Jeszcze niedawno miał wielką szansę na obronę tytułu mistrza świata z Trójkolorowymi, a teraz postanowił zakończyć karierę reprezentacyjną. Hugo Lloris na łamach "L'Equipe" poinformował, że odchodzi z francuskiej kadry.

Mateusz Byczkowski
Mateusz Byczkowski
Hugo Lloris Getty Images / Marc Atkins / Hugo Lloris
Mistrzostwa świata w Katarze były bardzo udane dla reprezentacji Francji. Mimo problemów kadrowych w tym m.in. braku Karima Benzemy zespół Didiera Deschampsa awansował do finału. Kapitalna dyspozycja Kyliana Mbappe i jego hat-trick nie dał jednak Trójkolorowym szczęścia.

Ci przegrali bowiem z Argentyńczykami, a o końcowym rezultacie zadecydował konkurs rzutów karnych. Jak się okazuje ostatni raz w barwach Trójkolorowych w tamtym spotkaniu zagrał Hugo Lloris. 36-letni golkiper w rozmowie z dziennikiem "L'Equipe" ogłosił zakończenie reprezentacyjnej kariery.

- Zawsze powtarzałem, że drużyna francuska do nikogo nie należy i pierwszy muszę dać dowód, że tak właśnie jest. Po czternastu latach bronienia w tej koszulce myślę, że dotarłem do końca swojej drogi. Postanowiłem przerwać karierę w drużynie narodowej - powiedział.

Hugo Lloris w reprezentacji Francji zadebiutował piętnaście lat temu w towarzyskim spotkaniu z Urugwajem (0:0). Od tego czasu w barwach Trójkolorowych rozegrał aż 145 meczów - najwięcej w historii tej kadry.

ZOBACZ WIDEO: #dziejesiewsporcie: szaleństwo po transferze Ronaldo.

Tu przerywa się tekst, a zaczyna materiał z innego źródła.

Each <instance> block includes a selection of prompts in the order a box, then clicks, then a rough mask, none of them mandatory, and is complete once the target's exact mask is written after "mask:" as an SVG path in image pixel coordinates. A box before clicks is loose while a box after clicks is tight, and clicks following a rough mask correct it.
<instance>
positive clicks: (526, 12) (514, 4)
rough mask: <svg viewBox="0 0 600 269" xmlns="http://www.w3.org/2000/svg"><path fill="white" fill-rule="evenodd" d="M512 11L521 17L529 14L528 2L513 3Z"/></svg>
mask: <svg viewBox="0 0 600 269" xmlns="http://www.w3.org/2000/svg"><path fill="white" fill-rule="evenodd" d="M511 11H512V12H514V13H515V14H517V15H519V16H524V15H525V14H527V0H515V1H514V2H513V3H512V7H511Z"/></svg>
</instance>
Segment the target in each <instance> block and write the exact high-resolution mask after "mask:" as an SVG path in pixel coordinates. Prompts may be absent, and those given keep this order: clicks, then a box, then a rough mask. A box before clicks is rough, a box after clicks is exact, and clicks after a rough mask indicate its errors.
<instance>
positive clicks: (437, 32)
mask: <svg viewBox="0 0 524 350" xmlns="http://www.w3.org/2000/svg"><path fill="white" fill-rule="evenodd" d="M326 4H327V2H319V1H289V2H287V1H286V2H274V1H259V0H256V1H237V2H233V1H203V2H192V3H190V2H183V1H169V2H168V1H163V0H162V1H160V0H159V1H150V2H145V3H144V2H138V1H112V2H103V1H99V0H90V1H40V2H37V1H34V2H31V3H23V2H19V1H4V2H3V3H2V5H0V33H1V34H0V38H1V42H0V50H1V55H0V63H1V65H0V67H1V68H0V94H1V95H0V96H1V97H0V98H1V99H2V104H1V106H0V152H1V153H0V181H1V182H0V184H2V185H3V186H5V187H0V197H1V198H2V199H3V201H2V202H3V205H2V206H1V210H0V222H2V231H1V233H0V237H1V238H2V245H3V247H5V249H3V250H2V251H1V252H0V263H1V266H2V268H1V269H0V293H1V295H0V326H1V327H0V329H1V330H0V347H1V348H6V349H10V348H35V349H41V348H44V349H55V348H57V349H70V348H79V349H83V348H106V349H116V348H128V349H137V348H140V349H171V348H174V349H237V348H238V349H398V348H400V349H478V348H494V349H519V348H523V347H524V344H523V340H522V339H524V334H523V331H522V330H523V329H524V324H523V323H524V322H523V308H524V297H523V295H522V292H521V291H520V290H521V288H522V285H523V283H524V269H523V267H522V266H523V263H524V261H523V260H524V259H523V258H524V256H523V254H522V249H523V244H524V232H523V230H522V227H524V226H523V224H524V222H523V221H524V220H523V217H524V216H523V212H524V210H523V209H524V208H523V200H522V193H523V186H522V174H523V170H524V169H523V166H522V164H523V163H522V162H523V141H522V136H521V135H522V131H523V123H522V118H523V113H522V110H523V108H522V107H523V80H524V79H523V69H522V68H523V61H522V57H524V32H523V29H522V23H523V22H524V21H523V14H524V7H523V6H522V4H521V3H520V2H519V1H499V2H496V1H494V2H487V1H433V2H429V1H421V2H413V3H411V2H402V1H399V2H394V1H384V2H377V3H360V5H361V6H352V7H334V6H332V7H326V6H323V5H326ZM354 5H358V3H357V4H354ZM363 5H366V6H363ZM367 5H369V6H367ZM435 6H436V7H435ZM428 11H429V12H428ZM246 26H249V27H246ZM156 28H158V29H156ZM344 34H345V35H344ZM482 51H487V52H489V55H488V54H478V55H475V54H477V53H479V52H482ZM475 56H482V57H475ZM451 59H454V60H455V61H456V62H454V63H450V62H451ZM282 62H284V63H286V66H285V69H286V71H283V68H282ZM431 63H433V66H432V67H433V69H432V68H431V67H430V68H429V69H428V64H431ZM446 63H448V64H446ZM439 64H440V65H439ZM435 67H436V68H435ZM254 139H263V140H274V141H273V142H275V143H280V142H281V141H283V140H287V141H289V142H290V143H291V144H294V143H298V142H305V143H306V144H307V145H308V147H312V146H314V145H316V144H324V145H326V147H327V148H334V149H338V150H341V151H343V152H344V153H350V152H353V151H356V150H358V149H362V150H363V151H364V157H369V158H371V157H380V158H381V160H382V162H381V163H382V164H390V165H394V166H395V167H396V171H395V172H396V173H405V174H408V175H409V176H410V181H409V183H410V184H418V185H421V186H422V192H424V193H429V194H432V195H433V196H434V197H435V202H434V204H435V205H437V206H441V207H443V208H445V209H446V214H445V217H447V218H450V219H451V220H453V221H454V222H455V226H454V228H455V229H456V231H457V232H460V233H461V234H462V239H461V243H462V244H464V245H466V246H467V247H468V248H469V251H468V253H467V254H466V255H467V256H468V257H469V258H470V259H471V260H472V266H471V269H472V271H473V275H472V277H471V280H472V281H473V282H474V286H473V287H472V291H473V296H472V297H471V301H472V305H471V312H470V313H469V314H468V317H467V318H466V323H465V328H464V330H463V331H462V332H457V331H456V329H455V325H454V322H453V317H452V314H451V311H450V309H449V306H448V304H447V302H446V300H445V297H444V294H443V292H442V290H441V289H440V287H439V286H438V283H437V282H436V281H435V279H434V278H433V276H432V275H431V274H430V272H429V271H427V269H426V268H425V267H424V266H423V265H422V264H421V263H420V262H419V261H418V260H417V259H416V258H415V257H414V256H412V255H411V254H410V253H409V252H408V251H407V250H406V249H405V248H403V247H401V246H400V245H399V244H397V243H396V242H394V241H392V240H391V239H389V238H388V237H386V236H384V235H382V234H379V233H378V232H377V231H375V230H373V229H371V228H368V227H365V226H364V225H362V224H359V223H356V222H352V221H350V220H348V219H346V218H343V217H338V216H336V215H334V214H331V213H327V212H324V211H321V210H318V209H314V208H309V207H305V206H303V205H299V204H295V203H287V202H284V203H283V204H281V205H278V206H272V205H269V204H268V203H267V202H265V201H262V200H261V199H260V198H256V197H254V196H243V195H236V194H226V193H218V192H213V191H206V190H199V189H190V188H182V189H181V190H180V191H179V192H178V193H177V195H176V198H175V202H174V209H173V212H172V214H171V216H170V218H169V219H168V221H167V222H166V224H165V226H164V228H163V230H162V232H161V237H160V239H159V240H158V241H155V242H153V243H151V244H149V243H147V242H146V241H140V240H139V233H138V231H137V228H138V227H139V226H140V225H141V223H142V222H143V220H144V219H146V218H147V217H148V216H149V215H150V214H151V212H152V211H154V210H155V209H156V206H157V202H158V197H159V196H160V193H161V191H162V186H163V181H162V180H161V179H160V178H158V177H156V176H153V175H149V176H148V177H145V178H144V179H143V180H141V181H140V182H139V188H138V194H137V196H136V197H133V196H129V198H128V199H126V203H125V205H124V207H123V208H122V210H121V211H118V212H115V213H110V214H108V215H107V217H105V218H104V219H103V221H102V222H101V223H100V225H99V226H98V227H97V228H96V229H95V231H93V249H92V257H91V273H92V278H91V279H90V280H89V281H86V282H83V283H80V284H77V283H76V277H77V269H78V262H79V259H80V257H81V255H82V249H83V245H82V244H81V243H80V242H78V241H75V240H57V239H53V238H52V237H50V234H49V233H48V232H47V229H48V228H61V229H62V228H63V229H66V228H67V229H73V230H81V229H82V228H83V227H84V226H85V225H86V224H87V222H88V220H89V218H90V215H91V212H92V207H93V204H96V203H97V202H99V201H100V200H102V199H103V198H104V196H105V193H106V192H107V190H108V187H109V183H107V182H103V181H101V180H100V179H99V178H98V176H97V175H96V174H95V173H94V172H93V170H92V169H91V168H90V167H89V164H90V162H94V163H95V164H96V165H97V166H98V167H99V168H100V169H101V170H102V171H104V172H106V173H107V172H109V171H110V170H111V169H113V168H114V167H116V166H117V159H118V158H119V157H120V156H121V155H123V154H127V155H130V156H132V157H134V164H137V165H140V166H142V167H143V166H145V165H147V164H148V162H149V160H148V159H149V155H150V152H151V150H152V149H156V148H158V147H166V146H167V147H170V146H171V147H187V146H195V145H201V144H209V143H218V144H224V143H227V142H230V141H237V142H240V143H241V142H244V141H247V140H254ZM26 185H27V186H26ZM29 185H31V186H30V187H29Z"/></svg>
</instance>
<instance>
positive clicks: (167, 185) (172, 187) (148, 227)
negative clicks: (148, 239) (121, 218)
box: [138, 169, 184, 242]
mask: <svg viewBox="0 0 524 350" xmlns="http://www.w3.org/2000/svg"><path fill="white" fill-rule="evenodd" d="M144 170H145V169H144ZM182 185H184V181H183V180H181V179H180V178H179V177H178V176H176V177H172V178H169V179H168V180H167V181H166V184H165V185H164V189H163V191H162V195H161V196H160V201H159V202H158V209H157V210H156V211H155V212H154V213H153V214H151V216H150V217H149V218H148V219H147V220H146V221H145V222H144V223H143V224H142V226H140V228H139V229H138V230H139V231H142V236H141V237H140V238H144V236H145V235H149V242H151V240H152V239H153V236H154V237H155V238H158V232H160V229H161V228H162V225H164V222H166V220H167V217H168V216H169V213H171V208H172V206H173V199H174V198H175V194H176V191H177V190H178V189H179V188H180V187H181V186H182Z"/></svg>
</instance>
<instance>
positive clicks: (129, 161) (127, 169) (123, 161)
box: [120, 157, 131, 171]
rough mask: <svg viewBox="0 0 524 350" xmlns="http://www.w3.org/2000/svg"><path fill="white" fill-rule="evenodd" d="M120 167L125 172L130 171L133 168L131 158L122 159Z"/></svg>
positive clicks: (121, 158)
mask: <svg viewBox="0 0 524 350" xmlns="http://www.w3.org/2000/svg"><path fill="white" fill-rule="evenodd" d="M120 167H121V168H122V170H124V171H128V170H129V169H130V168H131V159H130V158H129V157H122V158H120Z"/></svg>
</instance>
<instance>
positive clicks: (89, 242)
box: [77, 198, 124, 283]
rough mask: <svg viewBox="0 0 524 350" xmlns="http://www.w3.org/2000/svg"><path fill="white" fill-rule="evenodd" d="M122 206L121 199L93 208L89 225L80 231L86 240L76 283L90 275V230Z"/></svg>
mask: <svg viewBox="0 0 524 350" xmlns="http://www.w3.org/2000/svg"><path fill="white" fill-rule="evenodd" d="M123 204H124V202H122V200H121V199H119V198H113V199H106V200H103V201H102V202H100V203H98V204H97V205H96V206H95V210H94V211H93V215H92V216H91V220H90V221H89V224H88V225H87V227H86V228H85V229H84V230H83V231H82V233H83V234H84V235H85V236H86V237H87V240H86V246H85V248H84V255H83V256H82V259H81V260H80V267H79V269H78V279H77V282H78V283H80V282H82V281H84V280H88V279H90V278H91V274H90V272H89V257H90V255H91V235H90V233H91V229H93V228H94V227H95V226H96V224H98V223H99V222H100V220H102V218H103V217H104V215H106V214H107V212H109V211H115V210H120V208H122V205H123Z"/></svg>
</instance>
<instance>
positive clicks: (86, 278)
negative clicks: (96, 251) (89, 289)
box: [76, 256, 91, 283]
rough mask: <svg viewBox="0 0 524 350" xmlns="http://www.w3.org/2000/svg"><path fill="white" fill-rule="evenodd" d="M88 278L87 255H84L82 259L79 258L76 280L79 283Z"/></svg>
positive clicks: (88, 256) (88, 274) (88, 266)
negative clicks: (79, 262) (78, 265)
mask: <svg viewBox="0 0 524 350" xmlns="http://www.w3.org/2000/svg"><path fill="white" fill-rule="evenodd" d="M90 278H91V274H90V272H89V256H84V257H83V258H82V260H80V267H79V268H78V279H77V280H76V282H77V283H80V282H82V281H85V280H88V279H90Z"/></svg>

Zobacz, co się działo na meczu

- Mam poczucie, że dałem z siebie wszystko. Wolę odejść, kiedy jestem na szczycie, niż czekać na spadek albo moment, gdy konkurencja będzie zbyt duża - dodał.

Wraz z francuską kadrą Hugo Lloris zdobył m.in. mistrzostwo świata w 2018 roku. Dwa lata wcześniej zajął drugie miejsce na Euro 2016. Ostatnim wielkim triumfem było zwycięstwo w drugiej edycji Ligi Narodów. Łącznie zachował 63 czyste konta.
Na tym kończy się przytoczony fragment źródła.